Six super-flexible vocabulary guessing games
Because there will never not be vocabulary to practice, these quick activities are perfect for anytime. Think to warm up your class, change pace before starting on a new unit, or for those classic last 15 minutes of class that sometimes need to be filled. Look to the back of your student book for this semester’s vocabulary list, work on a lexical set of your choice, or for upper-intermediate to advanced learners, keep a running list of interesting or unusual words to teach and revise over the weeks.
To play, one student steps outside. While they are away, the class decides on a word to focus on. When the student comes back in, they ask their classmates for information to discern the word, replacing a code word (such as bananas) for the unknown word. Questions may be:
“Is there a banana in this room?”
“Can I write with a banana?”
“Can I banana alone?”
“Is banana-ing dangerous?”
2. Shopping trip
A great pick for young learners. Tell students you went to the store yesterday to buy something. Bit by bit, give them clues and allow students to guess. Decide on clues that talk about the item’s characteristics or how it is used. (“There are twelve of them. They’re small and break easily. I eat them for breakfast.” They’re eggs.)
Tip: Play the game several times over a semester, identifying a store each time that matches your unit of study (supermarket, clothes store, hardware store, butcher, office supplier, etc).
3. Guess who?
Use cut outs of celebrities or stock images to make a personalized “Guess Who?” game. In this activity, pairs each receive the same set of picture cards and must individually choose a character to focus on. Their partner asks them questions about that person in order to discover who they are thinking about:
“Do they have black hair?”
“Is your character a woman?”
“Is she old or young?”
Students place unnecessary cards face down in front of them, in this way focusing only on the cards that could have their partner’s character.
4. Catch phrase
The object of this game is to make a teammate say a word without using the word, any part of the word, or words that rhyme with that word. Students are encouraged to be creative, use verbal clues or word associations. There is a board game available, however, you can make your own version by using an online word generator to make your word lists. Use a timer to up the ante and make the game more lively!
A activity firmly among the classic ELT games. However, as traditional hangman only tests spelling there are ways to add more language practice when playing.
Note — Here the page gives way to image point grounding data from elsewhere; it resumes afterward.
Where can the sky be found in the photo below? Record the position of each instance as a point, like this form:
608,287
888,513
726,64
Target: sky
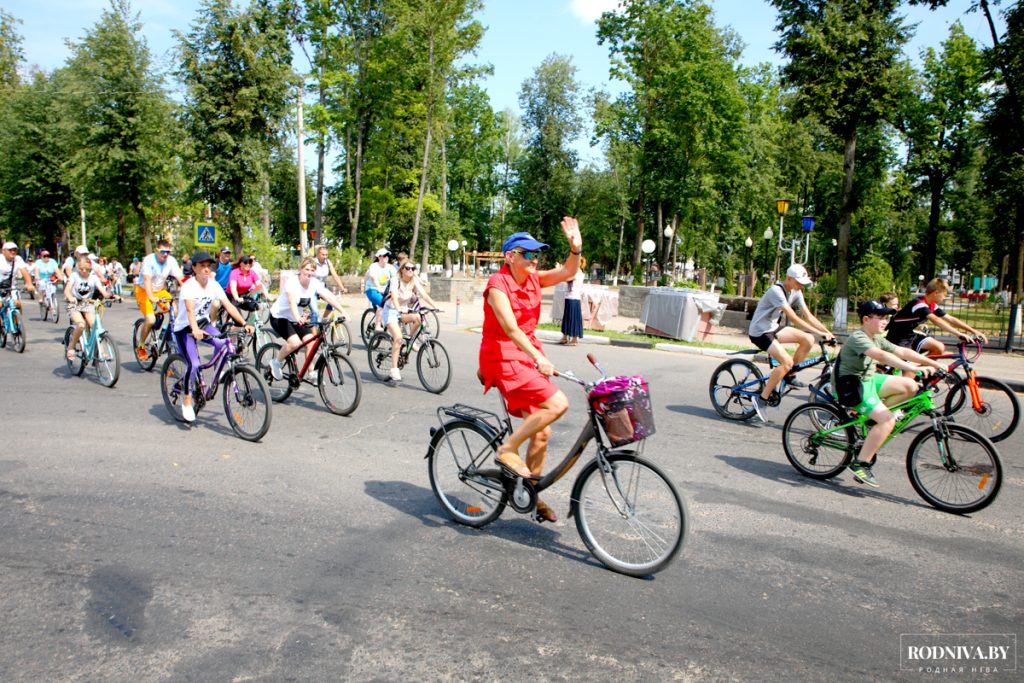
519,35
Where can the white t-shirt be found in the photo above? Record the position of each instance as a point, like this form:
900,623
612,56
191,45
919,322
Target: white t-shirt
303,297
6,267
378,275
158,272
84,288
204,298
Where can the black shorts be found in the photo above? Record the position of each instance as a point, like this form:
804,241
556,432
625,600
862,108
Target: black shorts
285,328
763,341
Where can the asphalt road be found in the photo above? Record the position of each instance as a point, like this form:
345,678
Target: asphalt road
136,549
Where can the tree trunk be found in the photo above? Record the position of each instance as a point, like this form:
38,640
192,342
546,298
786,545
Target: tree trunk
843,271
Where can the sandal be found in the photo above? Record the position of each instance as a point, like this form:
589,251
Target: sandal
545,513
512,464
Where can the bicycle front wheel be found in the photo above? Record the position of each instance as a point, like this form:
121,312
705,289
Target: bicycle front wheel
629,514
957,471
338,382
815,442
997,412
463,477
17,337
433,367
732,388
247,403
172,384
280,389
108,360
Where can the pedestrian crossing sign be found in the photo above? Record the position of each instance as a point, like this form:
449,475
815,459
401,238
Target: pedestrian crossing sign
206,235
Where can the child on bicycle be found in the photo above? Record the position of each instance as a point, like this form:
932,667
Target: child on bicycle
404,295
193,323
83,286
860,388
767,334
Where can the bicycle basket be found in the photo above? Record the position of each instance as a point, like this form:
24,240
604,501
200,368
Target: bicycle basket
623,408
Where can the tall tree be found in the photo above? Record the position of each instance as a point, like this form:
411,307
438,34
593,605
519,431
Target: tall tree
843,58
236,66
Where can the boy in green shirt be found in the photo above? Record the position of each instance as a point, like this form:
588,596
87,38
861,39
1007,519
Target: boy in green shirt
860,388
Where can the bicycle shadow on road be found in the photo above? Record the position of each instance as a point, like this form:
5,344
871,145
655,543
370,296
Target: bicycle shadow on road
420,503
783,473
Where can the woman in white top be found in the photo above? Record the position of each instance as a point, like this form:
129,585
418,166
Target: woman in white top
406,293
83,286
194,322
292,325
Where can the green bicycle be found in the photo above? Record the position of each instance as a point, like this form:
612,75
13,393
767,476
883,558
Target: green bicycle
951,466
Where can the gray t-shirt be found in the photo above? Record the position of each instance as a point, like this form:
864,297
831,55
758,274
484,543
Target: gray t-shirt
769,311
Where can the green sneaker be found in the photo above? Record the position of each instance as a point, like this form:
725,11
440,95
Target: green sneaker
862,473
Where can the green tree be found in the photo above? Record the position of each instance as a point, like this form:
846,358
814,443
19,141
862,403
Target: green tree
236,66
843,58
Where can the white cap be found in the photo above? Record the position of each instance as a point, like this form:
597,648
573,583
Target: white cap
799,273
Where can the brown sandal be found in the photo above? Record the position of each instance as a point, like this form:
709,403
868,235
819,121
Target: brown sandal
545,513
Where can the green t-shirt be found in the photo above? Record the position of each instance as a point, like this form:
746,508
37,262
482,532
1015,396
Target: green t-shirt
853,359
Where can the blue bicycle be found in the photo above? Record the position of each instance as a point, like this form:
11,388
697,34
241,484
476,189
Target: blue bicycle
735,383
10,323
96,348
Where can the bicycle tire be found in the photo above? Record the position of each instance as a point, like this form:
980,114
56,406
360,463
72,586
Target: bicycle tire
280,389
107,360
339,335
172,376
726,377
338,382
76,367
999,411
151,347
631,529
977,476
246,394
812,454
433,366
379,355
367,325
463,476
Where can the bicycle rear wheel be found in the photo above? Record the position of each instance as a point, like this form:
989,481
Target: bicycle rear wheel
729,401
629,514
433,367
247,402
997,415
338,382
172,379
17,336
280,389
463,477
958,471
814,441
108,360
379,355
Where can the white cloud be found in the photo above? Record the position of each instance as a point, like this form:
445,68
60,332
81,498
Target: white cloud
589,10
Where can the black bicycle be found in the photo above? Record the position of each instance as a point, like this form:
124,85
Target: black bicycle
627,510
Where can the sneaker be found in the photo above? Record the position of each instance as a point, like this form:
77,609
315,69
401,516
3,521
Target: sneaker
862,473
760,406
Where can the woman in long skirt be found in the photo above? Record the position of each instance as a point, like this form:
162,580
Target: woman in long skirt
572,314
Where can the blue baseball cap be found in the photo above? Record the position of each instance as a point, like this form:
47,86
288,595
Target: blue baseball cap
522,241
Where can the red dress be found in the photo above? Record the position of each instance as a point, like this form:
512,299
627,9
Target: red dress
502,363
Try:
Having students to ask and respond in complete sentences throughout (“Is there a D?” “Yes, the third letter is a D”/“No sorry, there isn’t a D in this word”).
Challenging the winning partner/team to correctly pronounce the word after spelling it, or to use it in a sentence.
Assigning values to more difficult to spell words (such as words with several uncommon letters) and asking students to bet on which they will correctly spell. On the whiteboard, tally the the sums one as you play.
Great for advanced learners, this game is sometimes called Dictionary. To play, students work in pairs to create a definition for a little-used or obscure English word. Pairs hand in their definitions to the teacher, who has the correct definition written on another slip of paper. The teacher reads all definitions aloud, and players vote for whichever they think is correct. Points are awarded for guessing correctly and also given to students whose false definitions receive votes.
Tip: The teacher should monitor students’ writing and correct grammatical errors before they are read out, so the definitions are as well-written as possible.
Varied, easy to prepare, simple to play, and possible to adapt for different levels, these six quick vocabulary games will keep your class on their toes.